The paediatric staff discussed it and Marjory suggested naming them for their ambulance men rescuers. Everyone agreed; they were the heroes of the piece. And so Wayne and Tom they became.
In good and caring hands now, they thrived, soon beginning to put on weight. Tom, the smaller sibling, came off oxygen support as his lungs and heart strengthened. And so they spent their first few days in a world into which they’d been thrust rather too soon. And one, sadly, without the welcoming, loving arms of parents. Although, as helpless tiny foundlings, they certainly did not go short of love from everyone in the paediatric unit. Soft-hearted Wayne senior and his colleague Tom became regular visitors on their time off, taking great interest in their namesakes’ progress.
The little boys were quite unaware of their inauspicious start in life as they lay in their incubators with no other concerns than sleeping and suckling (although, sadly, not at a breast) and excreting.
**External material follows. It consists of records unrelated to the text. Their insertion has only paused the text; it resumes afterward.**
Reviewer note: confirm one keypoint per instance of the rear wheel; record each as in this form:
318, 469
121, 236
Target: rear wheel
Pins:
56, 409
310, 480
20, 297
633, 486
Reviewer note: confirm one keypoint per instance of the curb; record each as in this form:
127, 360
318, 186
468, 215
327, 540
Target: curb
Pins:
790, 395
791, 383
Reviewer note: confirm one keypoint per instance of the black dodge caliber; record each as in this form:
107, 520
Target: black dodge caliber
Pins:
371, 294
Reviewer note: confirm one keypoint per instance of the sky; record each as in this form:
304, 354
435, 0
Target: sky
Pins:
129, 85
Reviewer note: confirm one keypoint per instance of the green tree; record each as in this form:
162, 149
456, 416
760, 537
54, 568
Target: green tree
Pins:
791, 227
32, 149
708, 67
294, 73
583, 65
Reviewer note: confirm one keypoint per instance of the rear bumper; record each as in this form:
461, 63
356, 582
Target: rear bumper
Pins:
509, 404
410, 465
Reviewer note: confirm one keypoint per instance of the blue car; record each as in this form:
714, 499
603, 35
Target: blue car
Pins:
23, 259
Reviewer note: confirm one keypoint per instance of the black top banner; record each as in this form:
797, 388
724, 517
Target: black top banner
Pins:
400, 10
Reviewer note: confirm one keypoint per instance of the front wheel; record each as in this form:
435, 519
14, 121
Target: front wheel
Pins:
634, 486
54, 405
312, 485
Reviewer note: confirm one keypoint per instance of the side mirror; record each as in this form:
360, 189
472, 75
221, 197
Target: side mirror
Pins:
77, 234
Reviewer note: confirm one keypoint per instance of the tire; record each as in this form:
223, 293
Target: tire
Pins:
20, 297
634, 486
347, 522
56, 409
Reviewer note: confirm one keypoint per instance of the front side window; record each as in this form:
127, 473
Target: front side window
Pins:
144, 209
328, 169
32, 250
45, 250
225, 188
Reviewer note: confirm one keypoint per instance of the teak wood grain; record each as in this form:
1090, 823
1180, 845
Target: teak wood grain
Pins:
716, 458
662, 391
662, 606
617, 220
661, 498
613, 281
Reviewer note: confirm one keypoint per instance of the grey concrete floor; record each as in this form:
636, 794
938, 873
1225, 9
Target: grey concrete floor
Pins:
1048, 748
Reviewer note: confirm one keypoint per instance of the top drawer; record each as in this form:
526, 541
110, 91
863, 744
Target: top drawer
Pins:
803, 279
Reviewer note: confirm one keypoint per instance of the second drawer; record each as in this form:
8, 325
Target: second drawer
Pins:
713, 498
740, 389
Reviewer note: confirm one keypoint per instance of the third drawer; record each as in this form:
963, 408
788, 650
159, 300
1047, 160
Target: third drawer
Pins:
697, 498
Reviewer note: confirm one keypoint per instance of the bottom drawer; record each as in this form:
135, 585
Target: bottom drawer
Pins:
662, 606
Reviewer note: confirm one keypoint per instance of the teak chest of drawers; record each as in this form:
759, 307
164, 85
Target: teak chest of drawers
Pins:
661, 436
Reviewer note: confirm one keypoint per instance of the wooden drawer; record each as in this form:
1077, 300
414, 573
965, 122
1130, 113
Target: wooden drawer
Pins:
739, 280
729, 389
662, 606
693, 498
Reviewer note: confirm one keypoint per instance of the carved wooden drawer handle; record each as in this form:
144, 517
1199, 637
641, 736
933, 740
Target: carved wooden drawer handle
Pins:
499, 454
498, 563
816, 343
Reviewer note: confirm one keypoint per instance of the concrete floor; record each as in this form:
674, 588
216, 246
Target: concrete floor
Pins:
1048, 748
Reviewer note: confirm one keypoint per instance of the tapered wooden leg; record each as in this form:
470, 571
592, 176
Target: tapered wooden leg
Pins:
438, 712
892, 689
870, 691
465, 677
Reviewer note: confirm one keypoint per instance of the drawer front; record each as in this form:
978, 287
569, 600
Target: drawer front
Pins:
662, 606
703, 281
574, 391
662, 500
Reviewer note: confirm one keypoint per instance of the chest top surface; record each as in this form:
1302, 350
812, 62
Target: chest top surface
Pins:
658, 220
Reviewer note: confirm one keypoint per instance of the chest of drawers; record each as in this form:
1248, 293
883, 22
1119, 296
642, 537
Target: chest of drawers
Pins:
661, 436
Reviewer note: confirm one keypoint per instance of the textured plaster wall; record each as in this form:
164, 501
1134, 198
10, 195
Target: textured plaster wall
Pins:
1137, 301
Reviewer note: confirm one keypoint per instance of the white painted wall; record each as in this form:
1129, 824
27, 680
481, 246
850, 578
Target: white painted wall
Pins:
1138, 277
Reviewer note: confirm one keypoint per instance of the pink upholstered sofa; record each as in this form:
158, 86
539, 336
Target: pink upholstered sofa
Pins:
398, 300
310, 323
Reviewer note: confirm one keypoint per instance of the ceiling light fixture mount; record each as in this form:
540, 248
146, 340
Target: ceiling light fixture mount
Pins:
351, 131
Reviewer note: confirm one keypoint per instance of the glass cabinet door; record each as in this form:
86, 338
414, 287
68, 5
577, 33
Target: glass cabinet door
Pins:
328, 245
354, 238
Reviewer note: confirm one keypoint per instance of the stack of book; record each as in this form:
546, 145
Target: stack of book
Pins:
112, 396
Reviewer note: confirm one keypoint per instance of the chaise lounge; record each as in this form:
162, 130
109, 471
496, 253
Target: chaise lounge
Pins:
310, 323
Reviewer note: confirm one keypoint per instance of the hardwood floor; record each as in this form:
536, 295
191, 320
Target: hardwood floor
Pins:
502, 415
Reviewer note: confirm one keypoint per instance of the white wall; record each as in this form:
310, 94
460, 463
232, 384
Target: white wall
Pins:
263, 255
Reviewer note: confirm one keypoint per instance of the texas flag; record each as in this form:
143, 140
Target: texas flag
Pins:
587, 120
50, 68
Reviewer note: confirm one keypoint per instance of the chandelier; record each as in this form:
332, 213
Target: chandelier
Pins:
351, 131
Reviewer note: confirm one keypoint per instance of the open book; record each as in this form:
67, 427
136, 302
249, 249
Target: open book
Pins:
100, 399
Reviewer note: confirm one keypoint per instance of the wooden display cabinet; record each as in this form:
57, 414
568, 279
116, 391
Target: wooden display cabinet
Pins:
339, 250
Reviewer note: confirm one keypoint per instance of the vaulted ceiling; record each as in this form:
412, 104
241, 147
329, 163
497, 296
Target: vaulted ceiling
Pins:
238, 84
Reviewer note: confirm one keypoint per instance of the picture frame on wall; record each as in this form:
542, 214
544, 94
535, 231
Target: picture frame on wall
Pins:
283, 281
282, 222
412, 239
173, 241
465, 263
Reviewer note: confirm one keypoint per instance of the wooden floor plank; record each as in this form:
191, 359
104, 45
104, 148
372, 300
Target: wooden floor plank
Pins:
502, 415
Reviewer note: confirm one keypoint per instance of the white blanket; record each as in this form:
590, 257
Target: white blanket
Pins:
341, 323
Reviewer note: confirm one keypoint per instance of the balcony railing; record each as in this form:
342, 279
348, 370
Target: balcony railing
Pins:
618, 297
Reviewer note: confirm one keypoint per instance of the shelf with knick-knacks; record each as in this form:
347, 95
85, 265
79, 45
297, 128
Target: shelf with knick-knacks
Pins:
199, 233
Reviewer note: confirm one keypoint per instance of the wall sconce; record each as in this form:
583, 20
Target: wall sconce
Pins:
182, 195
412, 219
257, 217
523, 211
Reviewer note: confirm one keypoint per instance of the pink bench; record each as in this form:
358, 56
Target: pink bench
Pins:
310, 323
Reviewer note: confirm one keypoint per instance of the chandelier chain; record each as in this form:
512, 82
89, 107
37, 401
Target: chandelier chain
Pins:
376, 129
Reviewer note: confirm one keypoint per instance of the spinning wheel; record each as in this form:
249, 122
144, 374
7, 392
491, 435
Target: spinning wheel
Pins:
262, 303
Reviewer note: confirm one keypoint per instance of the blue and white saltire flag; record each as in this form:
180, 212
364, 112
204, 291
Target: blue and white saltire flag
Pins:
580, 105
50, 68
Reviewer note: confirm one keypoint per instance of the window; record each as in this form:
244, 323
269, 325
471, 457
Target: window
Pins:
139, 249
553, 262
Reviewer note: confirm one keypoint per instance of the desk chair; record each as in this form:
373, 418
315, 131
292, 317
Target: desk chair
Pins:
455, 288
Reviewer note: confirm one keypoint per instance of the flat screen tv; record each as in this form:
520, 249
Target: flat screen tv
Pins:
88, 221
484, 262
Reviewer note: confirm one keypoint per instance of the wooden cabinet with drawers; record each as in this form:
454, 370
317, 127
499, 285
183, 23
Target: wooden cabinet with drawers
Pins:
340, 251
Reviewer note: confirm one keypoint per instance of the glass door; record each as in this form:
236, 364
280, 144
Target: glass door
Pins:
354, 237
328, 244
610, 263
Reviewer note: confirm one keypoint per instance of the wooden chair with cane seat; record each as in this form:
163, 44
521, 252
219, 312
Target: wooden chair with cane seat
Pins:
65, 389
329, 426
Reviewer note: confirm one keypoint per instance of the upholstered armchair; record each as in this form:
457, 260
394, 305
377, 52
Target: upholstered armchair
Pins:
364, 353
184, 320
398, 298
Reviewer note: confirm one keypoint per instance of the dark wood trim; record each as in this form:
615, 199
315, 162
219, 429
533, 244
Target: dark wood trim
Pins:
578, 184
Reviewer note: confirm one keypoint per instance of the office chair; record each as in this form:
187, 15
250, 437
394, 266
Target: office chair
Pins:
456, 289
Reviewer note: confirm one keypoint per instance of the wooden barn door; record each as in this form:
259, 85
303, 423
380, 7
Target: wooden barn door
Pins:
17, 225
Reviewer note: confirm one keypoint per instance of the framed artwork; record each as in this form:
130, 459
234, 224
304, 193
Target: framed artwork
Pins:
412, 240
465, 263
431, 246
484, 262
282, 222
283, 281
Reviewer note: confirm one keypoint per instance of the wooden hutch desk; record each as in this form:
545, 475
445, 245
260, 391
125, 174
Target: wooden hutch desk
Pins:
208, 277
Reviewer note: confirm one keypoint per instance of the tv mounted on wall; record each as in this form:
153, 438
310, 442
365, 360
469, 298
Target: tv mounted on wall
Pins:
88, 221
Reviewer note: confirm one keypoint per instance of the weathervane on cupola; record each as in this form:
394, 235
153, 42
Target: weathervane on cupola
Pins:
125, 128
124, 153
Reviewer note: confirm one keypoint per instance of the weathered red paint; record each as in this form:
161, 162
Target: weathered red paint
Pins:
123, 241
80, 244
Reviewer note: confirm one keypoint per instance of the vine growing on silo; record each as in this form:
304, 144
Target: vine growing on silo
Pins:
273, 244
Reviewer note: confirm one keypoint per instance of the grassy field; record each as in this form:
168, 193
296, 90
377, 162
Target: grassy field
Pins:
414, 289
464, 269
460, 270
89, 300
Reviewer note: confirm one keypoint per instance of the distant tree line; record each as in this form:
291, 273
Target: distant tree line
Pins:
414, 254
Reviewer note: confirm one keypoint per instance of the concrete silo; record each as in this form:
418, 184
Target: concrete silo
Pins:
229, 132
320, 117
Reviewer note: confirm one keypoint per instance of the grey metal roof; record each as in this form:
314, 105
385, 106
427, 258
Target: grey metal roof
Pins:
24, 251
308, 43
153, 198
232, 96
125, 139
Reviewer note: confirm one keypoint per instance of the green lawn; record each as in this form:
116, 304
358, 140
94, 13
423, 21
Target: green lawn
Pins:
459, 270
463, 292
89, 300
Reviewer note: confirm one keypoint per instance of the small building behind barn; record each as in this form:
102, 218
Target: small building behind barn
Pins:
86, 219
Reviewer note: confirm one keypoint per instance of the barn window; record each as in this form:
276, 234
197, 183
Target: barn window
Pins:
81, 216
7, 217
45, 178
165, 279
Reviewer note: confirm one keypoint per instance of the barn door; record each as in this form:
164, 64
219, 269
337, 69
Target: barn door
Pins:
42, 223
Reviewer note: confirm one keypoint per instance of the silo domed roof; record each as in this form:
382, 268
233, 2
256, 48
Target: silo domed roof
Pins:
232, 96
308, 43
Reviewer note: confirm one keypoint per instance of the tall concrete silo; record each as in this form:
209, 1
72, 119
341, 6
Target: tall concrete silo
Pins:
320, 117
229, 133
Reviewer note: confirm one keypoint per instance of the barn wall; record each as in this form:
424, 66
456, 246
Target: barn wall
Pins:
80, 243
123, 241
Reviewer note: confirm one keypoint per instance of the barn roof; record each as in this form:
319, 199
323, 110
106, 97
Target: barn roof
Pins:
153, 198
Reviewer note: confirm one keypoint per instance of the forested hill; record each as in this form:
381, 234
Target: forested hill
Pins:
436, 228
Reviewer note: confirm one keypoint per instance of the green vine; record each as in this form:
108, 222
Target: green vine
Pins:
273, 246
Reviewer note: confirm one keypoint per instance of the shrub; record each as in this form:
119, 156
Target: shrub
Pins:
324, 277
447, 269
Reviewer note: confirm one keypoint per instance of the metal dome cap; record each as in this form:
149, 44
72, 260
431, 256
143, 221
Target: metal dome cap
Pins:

Never remember the surprise on occasional-midwife Madge’s face when tiny Tom arrived first and it was suddenly apparent that there was another to come. (She’d assumed it was just one large, very active baby). Recall that they’d been shown to their exhausted young mother with the question, ‘Do you want to keep them?,’ and the tearful sideways shake of her perspiring head with its mop of greasy half blonde, half red hair as she turned her anguished face into the pillow and wept bitter, relieved, confused tears.
But they were well out of it, these two little mites with the first wisps of startlingly red hair. Their birth mother didn’t keep her vow of celibacy for long, and she would not have coped well with them.
Instead they would be loved by other, surrogate parents who most certainly did want and love them. Oh yes: they would be loved.